Murilo Rosa é o pai de Letícia Braga no trailer de ‘A Menina Índigo’

Luiz Guirra
Por Luiz Guirra 24 agosto, 2017 14:50

“Eu vou fazer mágica e você vai ficar bom”. “Se você jogar tudo fora, tudo que tem de ruim, a dor passa”, diz Sofia (Letícia Braga) para seu pai e seu avô, respectivamente, no trailer de A Menina Índigo, filme de Wagner de Assis (diretor de “Nosso Lar”) que chega aos cinemas no dia 12 de outubro. Considerada especial pela mãe – ‘ela tem alguma coisa de diferente, ela faz umas coisas nas pessoas’ – mas aparentemente uma típica menina dos dias de hoje, tudo muda quando um dia na escola se recusa a pintar uma tela em branco e enche de tinta a sala de aula. A partir daí, Sofia irá transformar não só a vida de seus pais e da família como a de pessoas que pouco conhece.

A produção é da Cinética Filmes, com coprodução com a Inspired e a Naymar e produtoras associadas Mar Produções, Erlanger Comunicação & Arte. A distribuição é da Film Connection.

“Este é um filme que conta como uma menina de sete anos provoca um choque nas relações familiares ao obrigar todos ao seu redor a repensarem suas vidas”, adianta Wagner de Assis, também autor do filme. A primeira mudança virá com o pai, que terá que aprender a lidar com a filha. Separado da mãe da criança, a executiva Luciana, interpretada por Fernanda Machado, o jornalista Ricardo, personagem de Murilo Rosa, está envolvido numa investigação que envolve seu próprio pai, o poderoso e pouco honesto empresário Paulo Gregório (Paulo Figueiredo). Quando a menina passa a morar com ele – o que parecia ser apenas uma temporada para reaproximar pai e filha – acaba sendo um momento de quebra de paradigmas para todos.

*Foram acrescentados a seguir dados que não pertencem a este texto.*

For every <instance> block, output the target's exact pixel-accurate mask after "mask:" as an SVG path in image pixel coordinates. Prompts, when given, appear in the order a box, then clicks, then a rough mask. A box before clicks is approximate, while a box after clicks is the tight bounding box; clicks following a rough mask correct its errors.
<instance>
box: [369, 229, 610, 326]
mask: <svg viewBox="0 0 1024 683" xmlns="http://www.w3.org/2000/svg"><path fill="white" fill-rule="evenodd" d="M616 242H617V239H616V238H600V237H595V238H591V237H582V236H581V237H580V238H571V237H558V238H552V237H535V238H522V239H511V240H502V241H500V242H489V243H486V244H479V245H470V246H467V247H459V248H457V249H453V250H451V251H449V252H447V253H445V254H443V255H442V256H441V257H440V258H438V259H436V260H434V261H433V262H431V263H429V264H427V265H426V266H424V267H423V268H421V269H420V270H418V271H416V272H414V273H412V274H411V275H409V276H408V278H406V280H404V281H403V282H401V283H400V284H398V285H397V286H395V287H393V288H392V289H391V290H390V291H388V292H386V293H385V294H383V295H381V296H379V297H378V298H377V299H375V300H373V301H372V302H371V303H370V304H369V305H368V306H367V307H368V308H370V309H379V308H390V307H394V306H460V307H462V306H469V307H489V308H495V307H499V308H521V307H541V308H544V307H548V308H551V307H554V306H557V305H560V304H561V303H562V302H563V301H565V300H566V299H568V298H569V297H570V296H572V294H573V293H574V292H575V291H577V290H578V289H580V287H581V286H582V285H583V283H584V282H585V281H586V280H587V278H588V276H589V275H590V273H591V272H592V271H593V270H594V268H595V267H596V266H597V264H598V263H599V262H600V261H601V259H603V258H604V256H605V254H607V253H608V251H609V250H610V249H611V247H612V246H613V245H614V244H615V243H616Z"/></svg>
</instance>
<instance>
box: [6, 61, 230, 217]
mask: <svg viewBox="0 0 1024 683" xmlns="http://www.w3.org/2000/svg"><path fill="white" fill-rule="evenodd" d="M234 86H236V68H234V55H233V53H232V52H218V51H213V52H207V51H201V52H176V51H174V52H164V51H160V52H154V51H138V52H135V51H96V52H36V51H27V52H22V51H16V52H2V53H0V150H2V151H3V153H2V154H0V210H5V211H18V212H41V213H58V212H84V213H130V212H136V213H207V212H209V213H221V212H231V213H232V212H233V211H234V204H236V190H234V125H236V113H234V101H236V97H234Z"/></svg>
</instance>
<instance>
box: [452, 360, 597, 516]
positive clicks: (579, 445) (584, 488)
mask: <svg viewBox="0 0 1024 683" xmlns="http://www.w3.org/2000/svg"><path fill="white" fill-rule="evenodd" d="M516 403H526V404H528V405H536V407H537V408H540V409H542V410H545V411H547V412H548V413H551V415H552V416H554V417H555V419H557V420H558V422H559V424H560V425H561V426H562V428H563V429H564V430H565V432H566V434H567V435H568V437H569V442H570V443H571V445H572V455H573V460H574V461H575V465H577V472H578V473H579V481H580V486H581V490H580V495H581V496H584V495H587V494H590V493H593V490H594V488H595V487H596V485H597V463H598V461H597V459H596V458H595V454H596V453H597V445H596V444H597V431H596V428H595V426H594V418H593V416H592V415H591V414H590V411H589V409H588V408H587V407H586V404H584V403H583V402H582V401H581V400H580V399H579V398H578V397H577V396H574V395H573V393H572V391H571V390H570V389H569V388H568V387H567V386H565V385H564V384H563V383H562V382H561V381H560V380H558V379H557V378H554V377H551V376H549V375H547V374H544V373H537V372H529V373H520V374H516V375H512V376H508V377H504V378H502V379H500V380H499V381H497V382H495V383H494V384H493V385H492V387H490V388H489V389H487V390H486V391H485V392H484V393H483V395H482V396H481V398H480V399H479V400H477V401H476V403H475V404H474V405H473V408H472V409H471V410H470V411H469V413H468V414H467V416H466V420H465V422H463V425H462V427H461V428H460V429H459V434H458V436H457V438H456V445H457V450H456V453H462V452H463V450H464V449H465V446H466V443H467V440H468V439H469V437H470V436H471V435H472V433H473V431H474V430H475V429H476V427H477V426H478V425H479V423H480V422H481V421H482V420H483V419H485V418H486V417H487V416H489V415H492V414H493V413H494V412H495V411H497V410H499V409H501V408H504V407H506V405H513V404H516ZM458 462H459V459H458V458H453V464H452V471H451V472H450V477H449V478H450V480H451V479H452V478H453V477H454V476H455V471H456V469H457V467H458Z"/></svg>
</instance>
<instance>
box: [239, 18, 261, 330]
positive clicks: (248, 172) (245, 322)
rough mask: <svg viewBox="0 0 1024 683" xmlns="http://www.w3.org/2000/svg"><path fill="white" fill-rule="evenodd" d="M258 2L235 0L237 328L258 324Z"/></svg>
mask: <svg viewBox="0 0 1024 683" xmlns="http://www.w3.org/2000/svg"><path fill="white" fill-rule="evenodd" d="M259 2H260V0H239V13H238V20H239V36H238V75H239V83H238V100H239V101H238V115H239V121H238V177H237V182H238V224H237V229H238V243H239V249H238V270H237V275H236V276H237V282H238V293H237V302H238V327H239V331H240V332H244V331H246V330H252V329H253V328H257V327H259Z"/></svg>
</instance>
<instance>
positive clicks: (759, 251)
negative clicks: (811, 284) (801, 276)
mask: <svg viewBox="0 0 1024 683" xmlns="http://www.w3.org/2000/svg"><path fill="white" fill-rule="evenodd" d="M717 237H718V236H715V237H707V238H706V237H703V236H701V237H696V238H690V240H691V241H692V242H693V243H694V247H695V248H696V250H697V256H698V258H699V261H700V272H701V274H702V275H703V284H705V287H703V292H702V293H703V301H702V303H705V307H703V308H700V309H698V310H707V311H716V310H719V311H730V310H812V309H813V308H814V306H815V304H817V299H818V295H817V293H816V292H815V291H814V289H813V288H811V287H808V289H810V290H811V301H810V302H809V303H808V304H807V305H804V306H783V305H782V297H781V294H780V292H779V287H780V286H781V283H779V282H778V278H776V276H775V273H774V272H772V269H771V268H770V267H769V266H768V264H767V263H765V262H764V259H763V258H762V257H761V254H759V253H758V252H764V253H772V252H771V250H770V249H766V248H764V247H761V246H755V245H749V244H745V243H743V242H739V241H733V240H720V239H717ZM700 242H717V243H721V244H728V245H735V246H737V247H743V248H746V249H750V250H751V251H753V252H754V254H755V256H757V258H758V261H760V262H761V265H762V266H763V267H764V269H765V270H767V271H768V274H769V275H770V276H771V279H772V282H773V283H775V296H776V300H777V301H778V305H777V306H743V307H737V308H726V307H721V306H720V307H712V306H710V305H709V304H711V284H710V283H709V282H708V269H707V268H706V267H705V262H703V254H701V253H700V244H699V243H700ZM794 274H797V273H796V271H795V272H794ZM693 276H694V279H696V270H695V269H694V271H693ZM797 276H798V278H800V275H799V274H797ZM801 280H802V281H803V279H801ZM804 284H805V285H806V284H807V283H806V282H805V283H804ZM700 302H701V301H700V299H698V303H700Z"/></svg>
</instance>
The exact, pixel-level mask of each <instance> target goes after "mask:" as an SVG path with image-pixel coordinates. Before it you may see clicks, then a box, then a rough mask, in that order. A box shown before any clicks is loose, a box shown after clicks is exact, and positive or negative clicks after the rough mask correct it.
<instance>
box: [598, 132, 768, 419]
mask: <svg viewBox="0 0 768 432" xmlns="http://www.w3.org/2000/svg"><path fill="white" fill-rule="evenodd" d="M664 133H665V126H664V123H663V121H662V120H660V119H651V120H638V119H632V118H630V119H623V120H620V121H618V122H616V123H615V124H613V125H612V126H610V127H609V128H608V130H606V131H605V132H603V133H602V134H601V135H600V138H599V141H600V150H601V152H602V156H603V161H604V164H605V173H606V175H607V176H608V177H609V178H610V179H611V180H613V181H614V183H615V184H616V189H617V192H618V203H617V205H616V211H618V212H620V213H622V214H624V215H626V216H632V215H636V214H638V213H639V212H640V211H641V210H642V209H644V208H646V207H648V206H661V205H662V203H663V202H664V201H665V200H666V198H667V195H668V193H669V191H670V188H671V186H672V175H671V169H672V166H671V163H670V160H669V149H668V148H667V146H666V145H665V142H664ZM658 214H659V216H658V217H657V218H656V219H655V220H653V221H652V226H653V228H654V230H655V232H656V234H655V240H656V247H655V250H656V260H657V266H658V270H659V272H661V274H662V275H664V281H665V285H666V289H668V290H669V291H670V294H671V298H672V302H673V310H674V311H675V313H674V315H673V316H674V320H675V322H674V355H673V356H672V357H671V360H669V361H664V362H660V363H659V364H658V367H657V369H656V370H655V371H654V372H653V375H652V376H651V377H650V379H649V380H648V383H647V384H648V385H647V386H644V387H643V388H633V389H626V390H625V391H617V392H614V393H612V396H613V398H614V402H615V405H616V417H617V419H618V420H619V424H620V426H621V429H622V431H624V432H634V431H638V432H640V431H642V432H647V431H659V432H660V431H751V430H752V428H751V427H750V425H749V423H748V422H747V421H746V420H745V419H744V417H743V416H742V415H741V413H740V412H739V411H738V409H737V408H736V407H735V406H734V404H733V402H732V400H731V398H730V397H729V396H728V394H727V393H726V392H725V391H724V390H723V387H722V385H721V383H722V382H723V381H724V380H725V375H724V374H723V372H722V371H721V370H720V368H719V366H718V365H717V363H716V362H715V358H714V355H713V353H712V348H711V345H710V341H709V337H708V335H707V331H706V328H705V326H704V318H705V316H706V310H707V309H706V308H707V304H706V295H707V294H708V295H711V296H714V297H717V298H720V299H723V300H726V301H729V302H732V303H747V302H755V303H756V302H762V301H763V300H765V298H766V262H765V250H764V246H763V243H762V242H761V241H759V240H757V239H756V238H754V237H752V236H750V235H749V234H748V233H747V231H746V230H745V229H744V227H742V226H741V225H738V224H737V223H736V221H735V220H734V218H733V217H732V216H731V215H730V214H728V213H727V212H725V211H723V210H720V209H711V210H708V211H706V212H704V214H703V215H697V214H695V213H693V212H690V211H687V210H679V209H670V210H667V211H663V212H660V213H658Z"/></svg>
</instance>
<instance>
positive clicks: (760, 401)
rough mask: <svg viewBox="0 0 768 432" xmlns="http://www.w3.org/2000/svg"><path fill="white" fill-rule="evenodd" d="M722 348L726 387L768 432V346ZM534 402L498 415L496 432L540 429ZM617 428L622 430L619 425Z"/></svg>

“É nas relações entre os personagens que aparece toda a força da menina. Uma nova geração que tem sido chamada de Índigo, representada por Sofia, apresenta comportamentos novos, questionamentos sobre normalidade, posturas surpreendentes e, também, um olhar espiritualizado para todas as coisas”, explica Wagner de Assis.

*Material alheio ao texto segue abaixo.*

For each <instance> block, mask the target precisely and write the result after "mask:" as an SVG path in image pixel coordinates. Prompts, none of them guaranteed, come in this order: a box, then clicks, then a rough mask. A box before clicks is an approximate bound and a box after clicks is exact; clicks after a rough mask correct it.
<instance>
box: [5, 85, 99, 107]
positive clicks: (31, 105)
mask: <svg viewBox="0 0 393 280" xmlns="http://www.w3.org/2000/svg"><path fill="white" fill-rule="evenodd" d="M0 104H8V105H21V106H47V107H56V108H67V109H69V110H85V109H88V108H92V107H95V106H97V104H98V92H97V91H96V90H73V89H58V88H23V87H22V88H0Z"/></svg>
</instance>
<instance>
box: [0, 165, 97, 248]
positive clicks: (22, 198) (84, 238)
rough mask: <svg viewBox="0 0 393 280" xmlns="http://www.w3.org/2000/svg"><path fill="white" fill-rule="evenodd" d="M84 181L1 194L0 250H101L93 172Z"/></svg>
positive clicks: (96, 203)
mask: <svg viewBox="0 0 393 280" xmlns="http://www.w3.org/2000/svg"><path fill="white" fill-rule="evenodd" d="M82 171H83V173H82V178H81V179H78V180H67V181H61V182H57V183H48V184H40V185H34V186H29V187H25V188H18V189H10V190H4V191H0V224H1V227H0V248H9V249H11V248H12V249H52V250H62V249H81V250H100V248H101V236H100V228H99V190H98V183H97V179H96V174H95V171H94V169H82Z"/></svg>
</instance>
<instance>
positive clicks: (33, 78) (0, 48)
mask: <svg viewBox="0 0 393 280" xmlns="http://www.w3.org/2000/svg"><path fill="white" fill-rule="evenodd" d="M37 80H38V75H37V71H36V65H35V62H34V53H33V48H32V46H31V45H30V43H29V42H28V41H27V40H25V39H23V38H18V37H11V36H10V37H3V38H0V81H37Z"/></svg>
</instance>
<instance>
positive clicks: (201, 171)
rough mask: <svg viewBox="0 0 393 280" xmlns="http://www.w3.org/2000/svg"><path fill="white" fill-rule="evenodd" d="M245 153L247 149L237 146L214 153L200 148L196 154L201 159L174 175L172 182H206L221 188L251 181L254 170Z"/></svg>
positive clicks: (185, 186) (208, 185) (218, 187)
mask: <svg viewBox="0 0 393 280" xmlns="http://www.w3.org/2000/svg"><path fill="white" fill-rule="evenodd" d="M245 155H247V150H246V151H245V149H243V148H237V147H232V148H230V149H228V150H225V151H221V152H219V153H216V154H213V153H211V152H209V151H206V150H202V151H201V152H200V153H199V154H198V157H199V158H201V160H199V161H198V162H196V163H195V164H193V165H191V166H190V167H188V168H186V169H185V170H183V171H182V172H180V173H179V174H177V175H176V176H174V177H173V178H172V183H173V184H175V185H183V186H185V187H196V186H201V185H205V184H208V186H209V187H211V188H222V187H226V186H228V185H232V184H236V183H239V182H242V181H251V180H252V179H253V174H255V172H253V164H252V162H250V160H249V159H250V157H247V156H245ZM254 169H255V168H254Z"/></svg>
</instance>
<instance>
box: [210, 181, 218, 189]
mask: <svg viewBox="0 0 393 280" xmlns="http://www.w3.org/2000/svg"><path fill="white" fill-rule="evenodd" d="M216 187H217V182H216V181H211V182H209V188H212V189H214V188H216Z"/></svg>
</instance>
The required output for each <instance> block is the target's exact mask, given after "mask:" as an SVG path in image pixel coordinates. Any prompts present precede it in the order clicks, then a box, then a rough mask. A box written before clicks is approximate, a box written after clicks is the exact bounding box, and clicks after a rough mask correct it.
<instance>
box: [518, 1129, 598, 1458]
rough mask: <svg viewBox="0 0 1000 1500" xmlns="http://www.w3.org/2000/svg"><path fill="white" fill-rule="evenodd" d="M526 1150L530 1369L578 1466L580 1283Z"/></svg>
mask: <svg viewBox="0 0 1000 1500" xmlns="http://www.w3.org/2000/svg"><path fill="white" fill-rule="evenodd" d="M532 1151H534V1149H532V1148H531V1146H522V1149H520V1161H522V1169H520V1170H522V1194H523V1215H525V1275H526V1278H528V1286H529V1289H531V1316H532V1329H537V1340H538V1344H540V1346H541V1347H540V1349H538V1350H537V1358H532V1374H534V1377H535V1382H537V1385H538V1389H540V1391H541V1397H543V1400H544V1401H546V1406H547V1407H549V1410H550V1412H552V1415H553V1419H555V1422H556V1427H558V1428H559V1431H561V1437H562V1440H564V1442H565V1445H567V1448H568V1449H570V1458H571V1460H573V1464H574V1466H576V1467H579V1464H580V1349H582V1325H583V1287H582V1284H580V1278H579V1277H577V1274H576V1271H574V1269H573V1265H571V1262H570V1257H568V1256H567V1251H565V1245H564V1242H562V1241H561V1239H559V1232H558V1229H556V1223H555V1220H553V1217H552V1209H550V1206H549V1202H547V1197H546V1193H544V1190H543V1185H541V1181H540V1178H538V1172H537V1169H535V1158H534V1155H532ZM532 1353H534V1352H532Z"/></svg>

Cheio de cores por fora e muitas camadas a serem reveladas, principalmente sobre quem é esta menina, o filme apresenta também diversas questões que fazem parte das milhares de Sofia da vida real – como identificar talentos e necessidades dos filhos, qual o papel da escola nos dias de hoje, como educar corretamente, o que são doenças como Distúrbio Déficit de Atenção (DDA) e Hiperatividade. Para Assis, as dúvidas e anseios de Ricardo e Luciana são dúvidas e anseios de milhares de pais e mães, incapazes de lidar com esses pequeninos que têm vontades muito próprias, conhecimentos prévios sobre tudo e todos, formas diferentes de lidar com a vida.

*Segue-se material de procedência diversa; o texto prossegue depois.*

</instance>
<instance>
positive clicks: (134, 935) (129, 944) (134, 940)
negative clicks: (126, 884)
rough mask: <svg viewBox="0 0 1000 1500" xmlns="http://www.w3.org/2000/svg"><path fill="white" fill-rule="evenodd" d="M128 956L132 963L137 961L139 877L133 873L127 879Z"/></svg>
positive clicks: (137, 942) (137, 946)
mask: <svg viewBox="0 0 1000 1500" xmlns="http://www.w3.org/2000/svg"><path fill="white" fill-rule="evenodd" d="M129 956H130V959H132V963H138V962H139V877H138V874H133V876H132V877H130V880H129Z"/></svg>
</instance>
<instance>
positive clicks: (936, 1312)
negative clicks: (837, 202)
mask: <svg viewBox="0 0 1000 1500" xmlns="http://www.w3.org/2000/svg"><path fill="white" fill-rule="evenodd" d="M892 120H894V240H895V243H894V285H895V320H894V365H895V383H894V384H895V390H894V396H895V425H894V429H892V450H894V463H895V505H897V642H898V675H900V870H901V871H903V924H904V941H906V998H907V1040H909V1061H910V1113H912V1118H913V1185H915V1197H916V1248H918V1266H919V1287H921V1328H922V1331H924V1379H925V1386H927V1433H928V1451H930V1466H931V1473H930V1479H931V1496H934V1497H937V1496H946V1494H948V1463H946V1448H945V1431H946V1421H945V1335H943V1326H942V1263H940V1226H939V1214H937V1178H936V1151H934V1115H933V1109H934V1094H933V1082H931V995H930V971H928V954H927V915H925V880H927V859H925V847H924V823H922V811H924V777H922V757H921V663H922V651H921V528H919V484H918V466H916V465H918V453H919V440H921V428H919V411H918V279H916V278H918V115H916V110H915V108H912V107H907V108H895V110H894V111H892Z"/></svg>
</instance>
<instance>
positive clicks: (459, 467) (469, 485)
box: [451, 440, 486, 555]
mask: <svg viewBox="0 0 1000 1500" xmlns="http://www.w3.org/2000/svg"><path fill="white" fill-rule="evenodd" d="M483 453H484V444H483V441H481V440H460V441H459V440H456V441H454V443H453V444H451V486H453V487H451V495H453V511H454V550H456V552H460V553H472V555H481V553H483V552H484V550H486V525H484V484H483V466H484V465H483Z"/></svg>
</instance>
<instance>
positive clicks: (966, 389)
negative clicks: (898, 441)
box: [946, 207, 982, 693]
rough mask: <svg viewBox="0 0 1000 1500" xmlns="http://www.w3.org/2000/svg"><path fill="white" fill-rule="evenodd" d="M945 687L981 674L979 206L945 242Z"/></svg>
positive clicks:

Sofia é uma menina de sete anos que apresenta comportamento considerado fora do padrão, na escola e em sua relação com os adultos. Sua mãe, uma executiva super ocupada, acredita que ela tem algo especial que a faz curar as pessoas. Quando vai morar com o pai, Ricardo, um jornalista competente e racional, começa a provocar mudanças nas relações familiares, obrigando todos ao seu redor a repensarem suas vidas. Sofia é representante de uma nova geração de crianças chamadas de índigos, que, acredita-se, têm potenciais transformadores da sociedade.